📊 Full opportunity report: Engineering Is Automated. Research Is the Residual. on ThorstenMeyerAI.com — validation score, market gap, and execution plan.
TL;DR
AI systems now automate the majority of engineering tasks in AI research, reaching near-saturation in key benchmarks. However, the role of AI in research itself remains limited, with human creativity still essential. This shift could reshape AI development timelines and institutional strategies.
Recent data and expert analyses confirm that AI systems are now capable of automating most core engineering tasks in AI research, reaching near-saturation on multiple benchmarks. While AI can replicate engineering processes efficiently, its capacity to automate the research itself—such as hypothesis generation and creative problem-solving—remains uncertain. This development could significantly impact the pace and nature of AI innovation.
Six key benchmarks measuring AI capability in AI R&D skills show rapid progress, with all approaching or reaching saturation within 16 to 21 months.

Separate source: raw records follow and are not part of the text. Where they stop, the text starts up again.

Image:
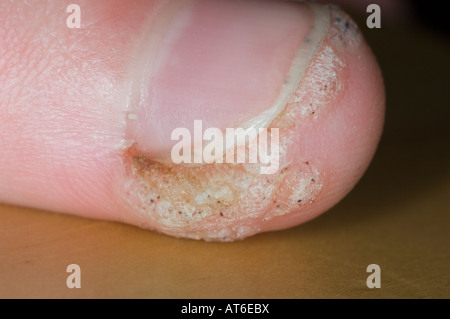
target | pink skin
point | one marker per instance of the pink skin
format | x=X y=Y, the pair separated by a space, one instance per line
x=63 y=96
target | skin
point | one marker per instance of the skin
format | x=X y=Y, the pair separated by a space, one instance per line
x=63 y=102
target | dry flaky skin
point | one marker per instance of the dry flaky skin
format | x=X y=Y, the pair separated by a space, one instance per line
x=231 y=201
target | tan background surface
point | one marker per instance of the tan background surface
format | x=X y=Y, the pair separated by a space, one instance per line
x=397 y=217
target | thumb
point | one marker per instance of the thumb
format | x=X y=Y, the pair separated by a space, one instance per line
x=87 y=114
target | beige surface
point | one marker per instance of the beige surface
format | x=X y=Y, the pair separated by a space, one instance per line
x=397 y=217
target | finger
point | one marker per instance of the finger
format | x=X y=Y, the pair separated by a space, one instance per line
x=86 y=129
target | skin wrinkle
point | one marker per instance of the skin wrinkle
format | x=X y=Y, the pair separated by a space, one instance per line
x=237 y=214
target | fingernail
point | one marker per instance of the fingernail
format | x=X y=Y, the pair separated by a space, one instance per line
x=229 y=64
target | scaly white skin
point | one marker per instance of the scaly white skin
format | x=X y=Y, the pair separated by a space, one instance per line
x=67 y=144
x=233 y=201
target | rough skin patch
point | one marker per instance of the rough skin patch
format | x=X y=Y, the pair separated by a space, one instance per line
x=343 y=30
x=231 y=201
x=217 y=201
x=321 y=83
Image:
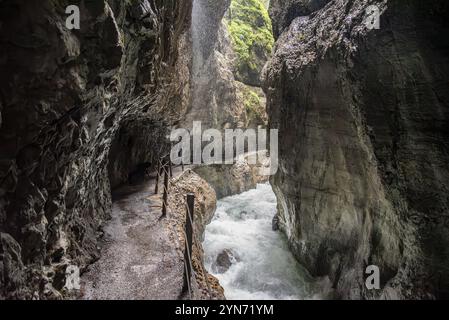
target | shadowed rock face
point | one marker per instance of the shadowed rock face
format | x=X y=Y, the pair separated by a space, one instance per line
x=79 y=112
x=363 y=118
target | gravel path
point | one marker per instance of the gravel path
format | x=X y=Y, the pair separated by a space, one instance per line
x=138 y=260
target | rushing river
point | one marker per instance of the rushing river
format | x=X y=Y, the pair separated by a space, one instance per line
x=262 y=265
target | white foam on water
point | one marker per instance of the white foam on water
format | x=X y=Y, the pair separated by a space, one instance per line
x=265 y=269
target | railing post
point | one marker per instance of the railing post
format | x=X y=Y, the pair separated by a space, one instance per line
x=165 y=197
x=189 y=237
x=156 y=189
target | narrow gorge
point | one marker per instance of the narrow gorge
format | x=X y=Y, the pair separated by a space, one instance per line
x=88 y=187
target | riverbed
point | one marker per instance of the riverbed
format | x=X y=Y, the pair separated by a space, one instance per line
x=262 y=265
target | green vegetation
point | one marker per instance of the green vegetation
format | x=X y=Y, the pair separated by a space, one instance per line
x=251 y=32
x=254 y=108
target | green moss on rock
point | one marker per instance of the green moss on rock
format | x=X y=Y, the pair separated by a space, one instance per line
x=250 y=27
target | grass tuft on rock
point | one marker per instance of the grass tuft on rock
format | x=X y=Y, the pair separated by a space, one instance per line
x=251 y=31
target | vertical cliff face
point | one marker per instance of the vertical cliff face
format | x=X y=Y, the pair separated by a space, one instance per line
x=79 y=110
x=363 y=118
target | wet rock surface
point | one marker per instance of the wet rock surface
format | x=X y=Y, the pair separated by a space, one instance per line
x=362 y=114
x=224 y=261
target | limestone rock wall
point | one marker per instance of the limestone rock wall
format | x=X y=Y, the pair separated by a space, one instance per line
x=80 y=110
x=363 y=117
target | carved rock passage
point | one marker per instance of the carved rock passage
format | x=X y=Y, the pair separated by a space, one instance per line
x=363 y=118
x=79 y=112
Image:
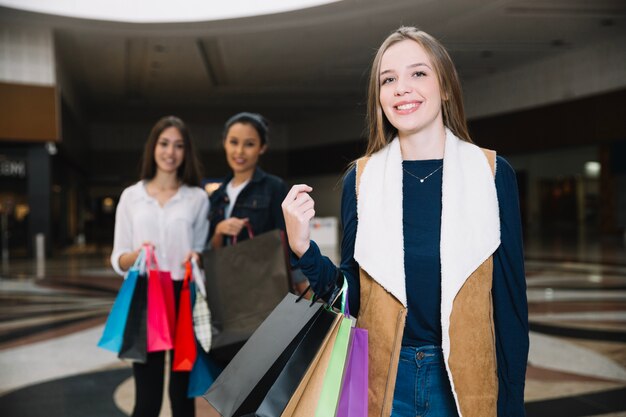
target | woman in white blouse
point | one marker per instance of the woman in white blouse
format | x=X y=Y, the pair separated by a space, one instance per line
x=167 y=210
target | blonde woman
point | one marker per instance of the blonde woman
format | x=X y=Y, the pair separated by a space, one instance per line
x=432 y=246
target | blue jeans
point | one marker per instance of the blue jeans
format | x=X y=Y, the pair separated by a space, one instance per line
x=422 y=386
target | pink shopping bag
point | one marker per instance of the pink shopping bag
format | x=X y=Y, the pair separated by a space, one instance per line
x=161 y=307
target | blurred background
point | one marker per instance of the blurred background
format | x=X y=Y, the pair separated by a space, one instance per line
x=81 y=84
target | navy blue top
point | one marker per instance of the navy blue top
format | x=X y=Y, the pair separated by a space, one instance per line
x=422 y=225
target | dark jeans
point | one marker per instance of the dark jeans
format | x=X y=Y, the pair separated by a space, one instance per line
x=422 y=386
x=150 y=378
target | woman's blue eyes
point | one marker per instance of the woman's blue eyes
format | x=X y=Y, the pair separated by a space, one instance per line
x=416 y=74
x=246 y=144
x=177 y=145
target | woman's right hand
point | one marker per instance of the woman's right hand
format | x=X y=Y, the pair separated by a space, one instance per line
x=231 y=226
x=298 y=210
x=128 y=259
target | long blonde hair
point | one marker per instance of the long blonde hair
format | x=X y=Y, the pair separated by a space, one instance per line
x=381 y=132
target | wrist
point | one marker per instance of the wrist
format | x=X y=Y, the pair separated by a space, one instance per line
x=301 y=249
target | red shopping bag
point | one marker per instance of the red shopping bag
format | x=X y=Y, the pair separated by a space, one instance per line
x=184 y=342
x=161 y=310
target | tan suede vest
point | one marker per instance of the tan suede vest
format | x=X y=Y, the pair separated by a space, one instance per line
x=472 y=360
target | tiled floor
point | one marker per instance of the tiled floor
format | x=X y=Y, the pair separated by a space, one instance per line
x=49 y=327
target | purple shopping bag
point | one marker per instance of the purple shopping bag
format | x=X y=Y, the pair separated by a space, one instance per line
x=353 y=398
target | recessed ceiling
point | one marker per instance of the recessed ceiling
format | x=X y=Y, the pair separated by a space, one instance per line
x=318 y=56
x=160 y=11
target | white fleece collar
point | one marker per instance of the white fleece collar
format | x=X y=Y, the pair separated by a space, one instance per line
x=470 y=221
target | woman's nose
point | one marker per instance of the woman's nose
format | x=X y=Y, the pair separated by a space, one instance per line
x=402 y=88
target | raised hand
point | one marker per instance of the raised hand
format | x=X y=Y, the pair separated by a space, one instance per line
x=298 y=210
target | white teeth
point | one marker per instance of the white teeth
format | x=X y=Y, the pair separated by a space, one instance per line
x=406 y=106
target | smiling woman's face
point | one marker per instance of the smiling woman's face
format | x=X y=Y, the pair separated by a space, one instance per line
x=243 y=148
x=410 y=95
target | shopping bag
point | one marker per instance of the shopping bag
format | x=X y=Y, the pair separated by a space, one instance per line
x=184 y=341
x=113 y=333
x=134 y=344
x=296 y=366
x=318 y=392
x=201 y=313
x=231 y=272
x=161 y=306
x=305 y=398
x=205 y=370
x=353 y=399
x=253 y=365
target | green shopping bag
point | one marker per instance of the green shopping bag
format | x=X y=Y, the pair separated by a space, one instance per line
x=331 y=388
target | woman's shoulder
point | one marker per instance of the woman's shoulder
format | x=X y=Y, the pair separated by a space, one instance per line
x=133 y=191
x=194 y=191
x=503 y=167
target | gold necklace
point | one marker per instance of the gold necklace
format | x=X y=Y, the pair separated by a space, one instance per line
x=422 y=179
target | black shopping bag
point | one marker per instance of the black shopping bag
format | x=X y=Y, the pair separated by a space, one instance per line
x=134 y=346
x=243 y=385
x=273 y=396
x=245 y=282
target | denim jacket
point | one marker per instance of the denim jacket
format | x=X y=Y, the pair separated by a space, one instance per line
x=259 y=201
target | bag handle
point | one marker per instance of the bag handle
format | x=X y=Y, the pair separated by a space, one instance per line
x=140 y=262
x=250 y=233
x=188 y=272
x=150 y=257
x=198 y=277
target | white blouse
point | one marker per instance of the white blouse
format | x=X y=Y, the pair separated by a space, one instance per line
x=180 y=226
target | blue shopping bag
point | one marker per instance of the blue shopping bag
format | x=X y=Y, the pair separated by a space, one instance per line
x=204 y=370
x=113 y=333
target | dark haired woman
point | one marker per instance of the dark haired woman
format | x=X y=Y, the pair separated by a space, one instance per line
x=432 y=246
x=249 y=194
x=167 y=210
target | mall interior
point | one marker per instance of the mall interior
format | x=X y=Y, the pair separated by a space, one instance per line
x=81 y=84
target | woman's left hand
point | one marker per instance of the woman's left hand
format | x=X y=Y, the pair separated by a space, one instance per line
x=193 y=256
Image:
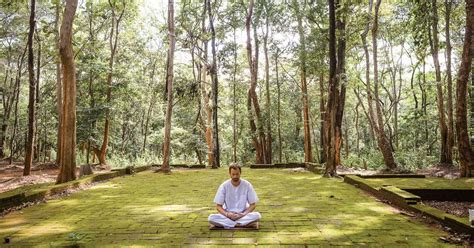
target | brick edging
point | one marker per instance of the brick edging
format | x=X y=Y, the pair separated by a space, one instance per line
x=405 y=201
x=24 y=197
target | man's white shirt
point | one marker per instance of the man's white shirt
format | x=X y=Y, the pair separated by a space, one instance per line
x=235 y=199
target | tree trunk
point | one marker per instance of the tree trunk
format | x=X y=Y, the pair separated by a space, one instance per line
x=466 y=154
x=15 y=100
x=67 y=158
x=204 y=92
x=308 y=156
x=36 y=148
x=32 y=95
x=7 y=100
x=278 y=109
x=341 y=63
x=252 y=96
x=268 y=119
x=214 y=92
x=165 y=167
x=450 y=133
x=113 y=40
x=149 y=111
x=330 y=132
x=234 y=101
x=383 y=142
x=322 y=111
x=446 y=151
x=59 y=101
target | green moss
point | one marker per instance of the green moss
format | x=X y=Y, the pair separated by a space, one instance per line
x=152 y=210
x=423 y=183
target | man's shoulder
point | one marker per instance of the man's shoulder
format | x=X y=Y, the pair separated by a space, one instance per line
x=225 y=183
x=245 y=182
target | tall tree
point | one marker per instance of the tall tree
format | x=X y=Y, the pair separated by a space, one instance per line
x=268 y=120
x=258 y=139
x=330 y=132
x=308 y=156
x=450 y=141
x=59 y=101
x=376 y=119
x=32 y=94
x=67 y=157
x=113 y=40
x=446 y=148
x=384 y=144
x=341 y=78
x=204 y=93
x=214 y=91
x=165 y=167
x=466 y=153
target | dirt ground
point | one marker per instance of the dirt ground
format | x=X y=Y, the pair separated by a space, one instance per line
x=11 y=176
x=459 y=209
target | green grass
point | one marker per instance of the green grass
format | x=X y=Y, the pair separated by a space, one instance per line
x=422 y=183
x=149 y=209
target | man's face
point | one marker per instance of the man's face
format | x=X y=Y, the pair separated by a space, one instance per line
x=235 y=175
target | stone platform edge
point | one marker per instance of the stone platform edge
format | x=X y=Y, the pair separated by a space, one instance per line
x=19 y=196
x=410 y=202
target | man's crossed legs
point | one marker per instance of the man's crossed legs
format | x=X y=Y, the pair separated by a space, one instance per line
x=222 y=221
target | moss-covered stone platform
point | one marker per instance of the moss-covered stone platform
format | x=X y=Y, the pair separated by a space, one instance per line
x=150 y=209
x=407 y=193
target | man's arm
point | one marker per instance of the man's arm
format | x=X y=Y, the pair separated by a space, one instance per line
x=221 y=210
x=249 y=209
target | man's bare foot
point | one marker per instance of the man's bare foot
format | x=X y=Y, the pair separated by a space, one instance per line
x=252 y=225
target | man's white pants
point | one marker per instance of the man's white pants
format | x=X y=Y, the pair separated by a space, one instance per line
x=221 y=220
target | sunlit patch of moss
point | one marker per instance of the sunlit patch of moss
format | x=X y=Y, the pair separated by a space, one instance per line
x=153 y=210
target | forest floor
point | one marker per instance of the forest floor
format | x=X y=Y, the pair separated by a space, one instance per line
x=152 y=209
x=11 y=176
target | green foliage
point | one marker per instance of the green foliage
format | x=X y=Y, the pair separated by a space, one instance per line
x=138 y=86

For example, the CORE-Bench, which tests research reproduction, improved from 21.5% in September 2024 to 95.5% in December 2025, with some experts declaring it ‘solved.’ Similarly, the MLE-Bench, assessing Kaggle competition performance, advanced from 16.9% to 64.4% in roughly 16 months, indicating AI can now perform at mid-tier human levels on complex tasks.
Deep research into kernel design and optimization further illustrates this trend, with models now generating GPU kernels and converting code with minimal human input. These advances suggest that the engineering component of AI R&D is largely automated, reducing the marginal cost and time of reproducing experiments and developing infrastructure. However, the capacity of AI to independently conduct novel research—such as formulating hypotheses or creative problem-solving—remains less clear, with experts noting that research may involve inherently human insight.
Engineering is automated.
Research is the residual.
Six skill benchmarks. Edison’s framing. The question Clark leaves open is whether research is just engineering at scale.
Jack Clark’s Import AI #455 catalogs six benchmarks measuring AI capability on AI R&D tasks and concludes “AI can today automate vast swatches, perhaps the entirety, of AI engineering.” The residual question is research. The structural read on the residual: it may not be a permanent moat.
Six skills. One trajectory.
Clark catalogs six benchmarks measuring AI capability on AI R&D-relevant tasks. Each individual benchmark could be noise. Six benchmarks moving together is a curve. The pattern is the cascade observed across the broader Clark series — visible here in the specific R&D-skill domain.

AI Tools for Finance and Accounting Professionals: Automate Tasks, Save Hours, Work Smarter
As an affiliate, we earn on qualifying purchases.
As an affiliate, we earn on qualifying purchases.
Three data points. Mixed signal.
Clark provides three data points on the creative-spark question. Yes-evidence: Erdős-1051, centaur math discovery, sporadic Move-37-style moments. No-evidence: low yield, framing dependence, absence of acceleration. The mixed signal is the honest read.
The data supports two readings. Pessimistic: rare moments suggest creative insight is qualitatively distinct from engineering work. Optimistic: rare moments are an artifact of low-volume exploration; more shots on goal yields more discoveries. Both readings are consistent with Clark’s “vast swatches, perhaps the entirety” claim. They differ on the residual.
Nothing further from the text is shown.